Actually, I installed StyleCop from Nuget, but it didn’t configure the tooling in Visual Studio properly so I download the package from the project site, http://stylecop.codeplex.com, and reinstalled from the downloaded installer. I tried adding the Nuget package to add the StyleCop MSBuild target, but that too resulted in too many issues. So I followed the instructions in the StyleCop docs to get a custom build target installed for my projects, http://stylecop.codeplex.com/wikipage?title=Setting%20Up%20StyleCop%20MSBuild%20Integration&referringTitle=Documentation.

I decided to show StyleCop violations as errors. So, I added

<StyleCopTreatErrorsAsWarnings>false</StyleCopTreatErrorsAsWarnings>

to the project files. This instructs the project to treat StyleCop violations as a build error.
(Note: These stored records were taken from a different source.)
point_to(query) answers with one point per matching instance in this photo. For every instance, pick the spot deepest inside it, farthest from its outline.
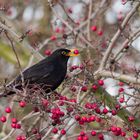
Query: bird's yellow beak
(73, 52)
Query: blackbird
(47, 74)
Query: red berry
(105, 110)
(77, 118)
(13, 125)
(131, 118)
(8, 110)
(92, 118)
(121, 83)
(93, 133)
(113, 129)
(70, 10)
(45, 102)
(14, 120)
(94, 87)
(84, 89)
(18, 126)
(34, 131)
(48, 52)
(79, 138)
(101, 82)
(54, 130)
(114, 112)
(93, 28)
(101, 136)
(85, 137)
(63, 132)
(3, 119)
(82, 133)
(23, 137)
(57, 30)
(117, 106)
(73, 88)
(76, 51)
(121, 89)
(135, 135)
(18, 138)
(100, 32)
(84, 119)
(22, 103)
(123, 134)
(53, 38)
(121, 100)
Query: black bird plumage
(48, 73)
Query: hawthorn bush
(100, 96)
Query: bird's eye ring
(64, 53)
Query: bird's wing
(35, 73)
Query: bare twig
(118, 76)
(116, 36)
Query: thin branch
(17, 39)
(117, 35)
(118, 76)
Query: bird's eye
(64, 53)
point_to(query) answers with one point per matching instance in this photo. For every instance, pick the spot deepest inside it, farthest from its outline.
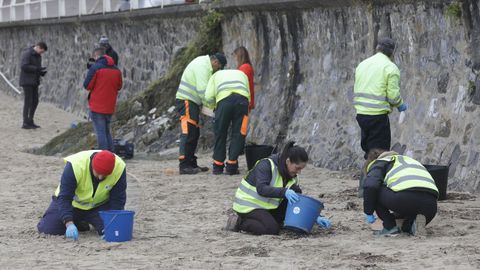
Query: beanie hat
(103, 162)
(387, 45)
(221, 58)
(103, 40)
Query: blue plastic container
(118, 225)
(301, 216)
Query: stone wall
(146, 42)
(304, 54)
(305, 61)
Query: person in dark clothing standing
(402, 185)
(92, 181)
(30, 72)
(108, 49)
(103, 80)
(260, 203)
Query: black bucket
(255, 152)
(440, 175)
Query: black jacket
(375, 180)
(261, 175)
(30, 67)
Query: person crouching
(402, 185)
(92, 181)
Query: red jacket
(103, 80)
(248, 70)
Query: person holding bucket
(92, 181)
(260, 203)
(402, 185)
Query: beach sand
(179, 219)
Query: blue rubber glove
(72, 232)
(291, 196)
(324, 222)
(370, 218)
(402, 107)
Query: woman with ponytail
(261, 199)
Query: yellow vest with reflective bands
(83, 193)
(247, 199)
(377, 86)
(406, 173)
(195, 79)
(223, 83)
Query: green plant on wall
(159, 94)
(454, 10)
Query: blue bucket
(301, 216)
(118, 225)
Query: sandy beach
(179, 219)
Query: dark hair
(42, 45)
(386, 46)
(99, 50)
(295, 154)
(243, 57)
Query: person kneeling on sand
(400, 184)
(260, 203)
(91, 181)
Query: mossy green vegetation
(160, 94)
(454, 10)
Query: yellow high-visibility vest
(247, 199)
(83, 198)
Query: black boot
(217, 169)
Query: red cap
(103, 162)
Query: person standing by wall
(30, 72)
(376, 91)
(243, 63)
(103, 82)
(189, 97)
(228, 93)
(103, 42)
(399, 184)
(91, 181)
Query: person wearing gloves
(228, 93)
(261, 199)
(92, 181)
(375, 93)
(399, 184)
(189, 99)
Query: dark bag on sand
(123, 148)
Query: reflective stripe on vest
(248, 199)
(83, 192)
(407, 173)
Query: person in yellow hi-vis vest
(402, 185)
(260, 203)
(228, 93)
(189, 98)
(91, 181)
(376, 92)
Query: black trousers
(406, 204)
(261, 221)
(190, 132)
(231, 112)
(375, 132)
(30, 103)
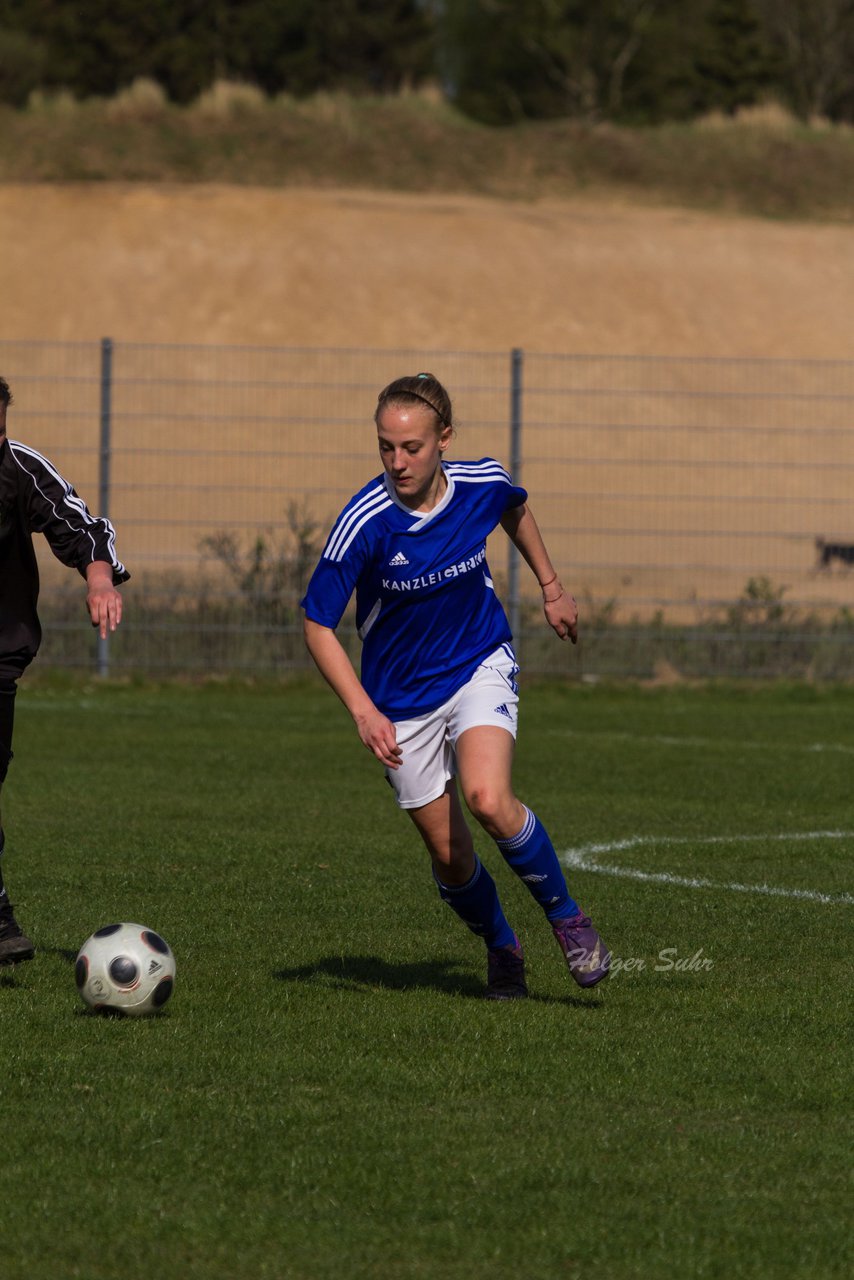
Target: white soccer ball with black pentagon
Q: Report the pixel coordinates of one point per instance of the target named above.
(126, 968)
<Project DefaultTargets="Build" xmlns="http://schemas.microsoft.com/developer/msbuild/2003">
  <PropertyGroup>
    <Configuration Condition=" '$(Configuration)' == '' ">Debug</Configuration>
    <Platform Condition=" '$(Platform)' == '' ">AnyCPU</Platform>
    <ProjectGuid>{077D5FD7-F665-4CB1-947E-8E89D47E2689}</ProjectGuid>
    <OutputType>Library</OutputType>
    <AppDesignerFolder>Properties</AppDesignerFolder>
    <RootNamespace>CharlesBryant.AppNgen.Core</RootNamespace>
    <AssemblyName>AppNgen.Core</AssemblyName>
    <TargetFrameworkVersion>v4.5</TargetFrameworkVersion>
    <FileAlignment>512</FileAlignment>
    <SccProjectName>SAK</SccProjectName>
    <SccLocalPath>SAK</SccLocalPath>
    <SccAuxPath>SAK</SccAuxPath>
    <SccProvider>SAK</SccProvider>
    <StyleCopTreatErrorsAsWarnings>false</StyleCopTreatErrorsAsWarnings>
    <StyleCopTargets>..\..\..\StyleCop.Targets</StyleCopTargets>
  </PropertyGroup>

I wanted StyleCop integrated into my local and Team Build so I added the build target to the project files. The build target is installed when you install StyleCop, if you select it. You will have to copy the target from the Program Files/MSBuild folder to a folder within your solution folder so it can be checked into TFS. Then you can point to it in your project files to cause StyleCop to run on build by adding

<StyleCopTargets>..\..\..\StyleCop.Targets</StyleCopTargets>

to your PropertyGroup and

<Import Project="$(StyleCopTargets)" />

If I were you, I would stick with the StyleCop.MSBuild Nuget package to integrate StyleCop in your build. The route I took and explained above required a lot of debugging and reworking that I don’t want to blog about. I actually, tried the Nuget package in another project and it worked perfectly.

Conclusion

In the end, I have Code Analysis and StyleCop running on every build, locally or remote, and violations are treated as errors so builds are prevented when my code isn’t up to standard. What’s in your Code Quality Pipeline?